BEM UNIPA kecam pernyataan Ketua KNPI Papua Tengah terkait pembungkaman kebebasan berpendapat

by Derek Kobepa
19 Mei 2026
in Papua, Politik
0
SHARES
275
VIEWS
Share on FacebookShare on Twitter

MANOKWARI, JELATANEWSPAPUA.COM – Badan Eksekutif Mahasiswa Universitas Papua (BEM UNIPA) secara resmi menyampaikan sorotan dan sikap kritis terhadap pernyataan Ketua KNPI Provinsi Papua Tengah, Yustinus Tebai, yang disampaikan saat turun langsung di lokasi aksi pelajar dan mahasiswa Papua Tengah di kawasan Pasar Karang, Nabire, Papua Tengah, Senin (18/05/2026).

Dalam pernyataannya di hadapan massa aksi, Ketua KNPI Papua Tengah meminta agar pelajar dan mahasiswa “melihat situasi terkini” sebelum melakukan demonstrasi. Pernyataan tersebut kemudian menuai perhatian serius dari kalangan mahasiswa karena dinilai bukan sekadar imbauan biasa, melainkan memiliki makna yang dapat ditafsirkan sebagai upaya membatasi keberanian mahasiswa dalam menyampaikan aspirasi rakyat di muka umum.

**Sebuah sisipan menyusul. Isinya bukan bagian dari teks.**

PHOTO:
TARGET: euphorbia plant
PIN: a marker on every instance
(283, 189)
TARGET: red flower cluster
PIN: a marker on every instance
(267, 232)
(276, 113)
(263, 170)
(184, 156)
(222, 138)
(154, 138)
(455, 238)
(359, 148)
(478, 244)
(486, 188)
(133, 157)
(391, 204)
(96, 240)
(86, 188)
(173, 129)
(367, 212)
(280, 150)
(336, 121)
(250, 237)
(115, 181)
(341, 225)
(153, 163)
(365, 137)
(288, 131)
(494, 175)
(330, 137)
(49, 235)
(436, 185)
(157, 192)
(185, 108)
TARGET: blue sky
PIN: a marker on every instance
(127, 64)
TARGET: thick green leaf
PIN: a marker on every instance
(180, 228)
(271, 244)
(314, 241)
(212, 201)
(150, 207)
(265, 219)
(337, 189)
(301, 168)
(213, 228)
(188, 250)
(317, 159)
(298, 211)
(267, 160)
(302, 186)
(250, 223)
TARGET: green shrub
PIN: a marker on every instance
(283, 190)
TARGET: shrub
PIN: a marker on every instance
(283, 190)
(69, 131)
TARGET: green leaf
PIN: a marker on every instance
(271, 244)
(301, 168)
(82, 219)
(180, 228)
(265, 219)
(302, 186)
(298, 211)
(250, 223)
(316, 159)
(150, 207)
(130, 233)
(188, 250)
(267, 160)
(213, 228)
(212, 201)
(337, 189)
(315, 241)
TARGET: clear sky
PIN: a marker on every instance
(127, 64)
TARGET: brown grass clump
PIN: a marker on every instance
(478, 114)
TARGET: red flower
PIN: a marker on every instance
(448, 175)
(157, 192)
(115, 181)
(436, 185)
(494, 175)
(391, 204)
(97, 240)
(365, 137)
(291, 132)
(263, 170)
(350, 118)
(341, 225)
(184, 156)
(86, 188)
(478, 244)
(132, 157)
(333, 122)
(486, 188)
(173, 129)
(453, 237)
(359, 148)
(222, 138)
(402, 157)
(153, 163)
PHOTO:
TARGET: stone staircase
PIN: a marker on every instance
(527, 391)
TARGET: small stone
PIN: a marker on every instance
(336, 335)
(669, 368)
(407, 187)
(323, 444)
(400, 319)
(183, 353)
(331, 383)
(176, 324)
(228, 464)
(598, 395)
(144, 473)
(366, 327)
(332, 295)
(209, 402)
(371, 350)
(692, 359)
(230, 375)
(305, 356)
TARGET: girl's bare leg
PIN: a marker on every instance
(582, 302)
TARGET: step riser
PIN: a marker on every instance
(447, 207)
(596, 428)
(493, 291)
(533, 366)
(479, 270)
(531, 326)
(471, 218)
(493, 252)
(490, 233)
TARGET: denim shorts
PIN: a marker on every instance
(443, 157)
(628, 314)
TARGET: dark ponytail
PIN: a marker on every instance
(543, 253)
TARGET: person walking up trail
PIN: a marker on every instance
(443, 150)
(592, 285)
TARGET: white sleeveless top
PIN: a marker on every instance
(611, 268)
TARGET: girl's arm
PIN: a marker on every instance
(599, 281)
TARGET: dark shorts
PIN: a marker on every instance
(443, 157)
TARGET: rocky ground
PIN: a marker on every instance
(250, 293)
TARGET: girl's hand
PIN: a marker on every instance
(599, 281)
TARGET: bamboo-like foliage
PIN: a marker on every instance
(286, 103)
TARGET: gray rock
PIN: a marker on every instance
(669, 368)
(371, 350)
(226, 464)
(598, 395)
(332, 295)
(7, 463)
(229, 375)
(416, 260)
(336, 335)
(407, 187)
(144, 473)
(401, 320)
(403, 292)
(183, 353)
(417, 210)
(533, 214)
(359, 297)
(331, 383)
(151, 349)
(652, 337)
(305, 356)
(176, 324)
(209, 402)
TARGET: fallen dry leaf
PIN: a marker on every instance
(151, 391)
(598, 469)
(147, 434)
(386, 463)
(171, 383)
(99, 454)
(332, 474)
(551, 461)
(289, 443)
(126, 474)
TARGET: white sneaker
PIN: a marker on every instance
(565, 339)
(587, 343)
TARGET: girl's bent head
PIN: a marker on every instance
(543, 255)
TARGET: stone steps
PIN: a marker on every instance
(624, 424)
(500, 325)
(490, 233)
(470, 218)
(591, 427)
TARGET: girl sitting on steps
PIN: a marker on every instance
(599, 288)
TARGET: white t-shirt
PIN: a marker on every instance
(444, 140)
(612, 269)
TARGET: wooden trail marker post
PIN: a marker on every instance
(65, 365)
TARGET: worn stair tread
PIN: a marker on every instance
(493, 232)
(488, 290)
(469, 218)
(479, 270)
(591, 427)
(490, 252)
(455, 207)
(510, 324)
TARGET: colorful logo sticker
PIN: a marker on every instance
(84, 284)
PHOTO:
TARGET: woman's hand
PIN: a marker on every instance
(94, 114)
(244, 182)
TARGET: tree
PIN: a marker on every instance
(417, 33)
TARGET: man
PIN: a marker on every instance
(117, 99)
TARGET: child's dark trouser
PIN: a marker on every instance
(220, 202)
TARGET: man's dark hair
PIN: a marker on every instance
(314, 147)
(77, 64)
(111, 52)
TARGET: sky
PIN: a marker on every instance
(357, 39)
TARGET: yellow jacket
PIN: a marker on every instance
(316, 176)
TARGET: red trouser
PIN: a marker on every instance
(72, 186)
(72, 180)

BEM UNIPA menilai bahwa dalam sistem negara demokrasi, kebebasan menyampaikan pendapat merupakan hak konstitusional warga negara yang tidak boleh dibatasi oleh kepentingan politik, tekanan kekuasaan, maupun alasan stabilitas tertentu.

Ketua BEM UNIPA, Yenussom Rumaikeuw, menegaskan bahwa demonstrasi merupakan bagian dari hak demokratis yang telah dijamin secara jelas dalam Undang-Undang Dasar Negara Republik Indonesia Tahun 1945.

“Setiap orang berhak atas kebebasan berserikat, berkumpul, dan mengeluarkan pendapat,” tegas Yenussom mengutip Pasal 28E ayat (3) UUD 1945.

Selain itu, hak menyampaikan pendapat di muka umum juga diatur dalam Undang-Undang Nomor 9 Tahun 1998 tentang Kemerdekaan Menyampaikan Pendapat di Muka Umum. Dalam undang-undang tersebut ditegaskan bahwa kemerdekaan menyampaikan pendapat merupakan hak setiap warga negara yang dilaksanakan secara bebas dan bertanggung jawab sesuai prinsip demokrasi dan negara hukum.

Badan Eksekutif Mahasiswa Universitas Cenderawasih, di depan Fakultas Kedokteran UNIPA (dok/prib)

Menurut Yenussom Rumaikeuw, pelajar dan mahasiswa sejak dahulu memiliki tanggung jawab historis dan moral untuk berdiri di garis depan perjuangan rakyat ketika ketidakadilan terjadi. Ia menilai sejarah bangsa Indonesia telah membuktikan bahwa berbagai perubahan besar lahir dari keberanian mahasiswa dan rakyat yang turun ke jalan menyuarakan kebenaran di tengah tekanan kekuasaan.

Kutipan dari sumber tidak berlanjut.